N.L. changing how it reports COVID-19 deaths, moving to monthly updates
Health Department marks 5 new deaths, 12 hospitalizations in most recent reporting period
Newfoundland and Labrador's Health Department is changing how it reports COVID-19 deaths, and is reducing the frequency of updates from every two weeks to monthly.
As of Wednesday, the department's online COVID-19 dashboard now displays the number of deaths recorded in the most recent reporting period, as well as the number of deaths outside the recording period that were subsequently found to have occurred due to COVID-19.
"Public Health has considered feedback to aid with ease of interpretation," says Wednesday's media release.
Before the change, the dashboard displayed only the number of deaths within the recording period, while deaths that had occurred outside the reporting period went unannounced, regularly resulting in a discrepancy between the number of deaths announced by the provincial government and the total number of deaths attributed to COVID-19 since the previous update.
In a late March update, for example, the Health Department announced zero new deaths, while in actuality six new deaths had been added to the province's total, and the gap between announced deaths and actual deaths grew week by week.

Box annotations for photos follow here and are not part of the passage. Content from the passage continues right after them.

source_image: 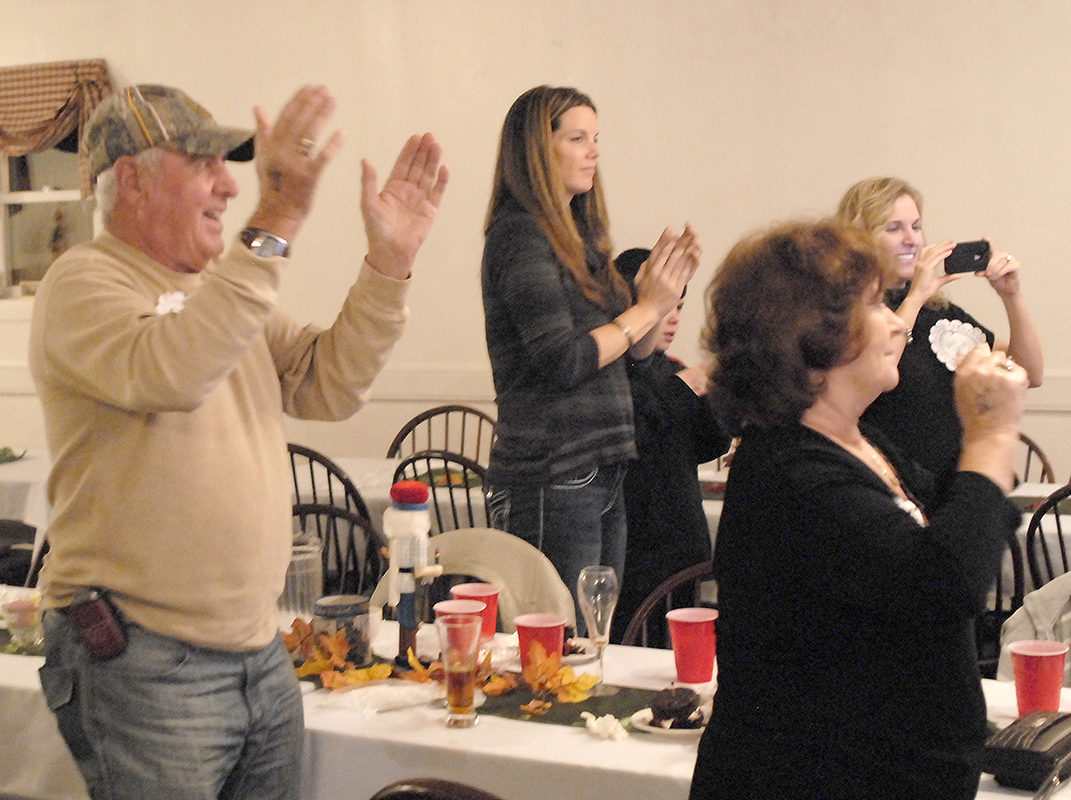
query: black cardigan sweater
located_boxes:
[692,425,1021,798]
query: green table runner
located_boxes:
[477,686,658,726]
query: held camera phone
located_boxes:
[66,589,126,661]
[945,241,990,275]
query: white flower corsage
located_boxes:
[156,291,186,314]
[930,319,985,373]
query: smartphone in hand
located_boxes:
[945,241,990,275]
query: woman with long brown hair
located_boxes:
[482,86,700,612]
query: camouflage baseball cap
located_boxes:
[81,84,254,179]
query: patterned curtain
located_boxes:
[0,59,111,196]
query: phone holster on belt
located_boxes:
[66,589,126,661]
[982,711,1071,790]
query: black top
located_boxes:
[862,289,994,489]
[614,350,730,641]
[482,209,636,485]
[692,425,1020,798]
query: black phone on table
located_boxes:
[945,241,990,275]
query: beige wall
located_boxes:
[0,0,1071,479]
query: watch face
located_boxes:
[242,228,290,258]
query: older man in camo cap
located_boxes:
[30,85,448,800]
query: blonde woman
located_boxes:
[838,178,1044,488]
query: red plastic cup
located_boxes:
[1008,639,1068,716]
[450,584,498,639]
[432,600,487,621]
[666,608,718,683]
[513,614,565,671]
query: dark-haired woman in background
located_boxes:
[691,223,1026,800]
[482,86,700,612]
[610,247,731,645]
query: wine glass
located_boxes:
[576,567,618,695]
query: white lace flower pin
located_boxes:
[930,319,985,373]
[156,291,186,314]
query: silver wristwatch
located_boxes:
[242,228,290,258]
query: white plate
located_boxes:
[630,708,707,739]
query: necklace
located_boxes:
[863,437,907,499]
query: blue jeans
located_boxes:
[487,464,625,631]
[41,610,304,800]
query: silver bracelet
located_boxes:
[610,319,636,347]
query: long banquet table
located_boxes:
[0,623,1071,800]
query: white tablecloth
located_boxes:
[0,623,1071,800]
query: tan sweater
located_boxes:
[30,232,408,650]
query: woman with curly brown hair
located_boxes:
[691,223,1026,800]
[482,86,700,612]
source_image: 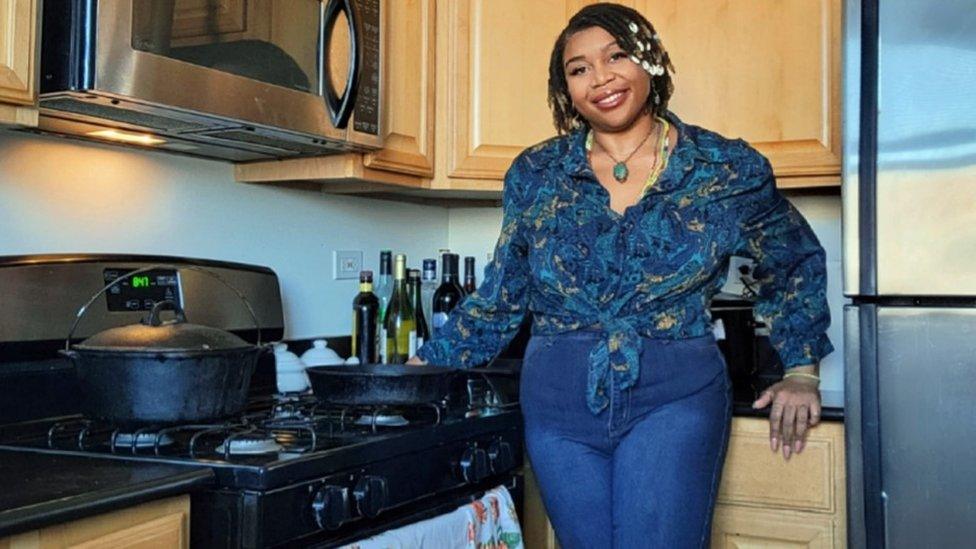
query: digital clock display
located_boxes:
[103,268,181,312]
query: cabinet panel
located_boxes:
[435,0,569,186]
[365,0,436,177]
[645,0,842,181]
[718,418,844,513]
[711,504,838,549]
[0,0,37,105]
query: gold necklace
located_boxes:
[641,118,671,196]
[594,120,654,184]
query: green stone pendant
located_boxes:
[613,162,630,183]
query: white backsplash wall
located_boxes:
[449,193,847,406]
[0,133,448,338]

Wednesday's update to the COVID-19 dashboard also removes a breakdown of total deaths by regional health authority — the province's four authorities have been combined into a single authority — but retains the breakdown by age. The dashboard also now includes a graph breaking down the number of deaths by week going back one year.
Wednesday's update also includes new data: five deaths due to COVID-19 over the reporting period of June 18-July 1, with no other COVID-19 deaths outside that period.
The department also reported 12 hospitalizations over those two weeks, including five people in critical care.
Two of the deaths announced Wednesday were people in their 70s, while the remaining three were people 80 or older.
The deaths raise Newfoundland and Labrador's total to 354 since the pandemic began.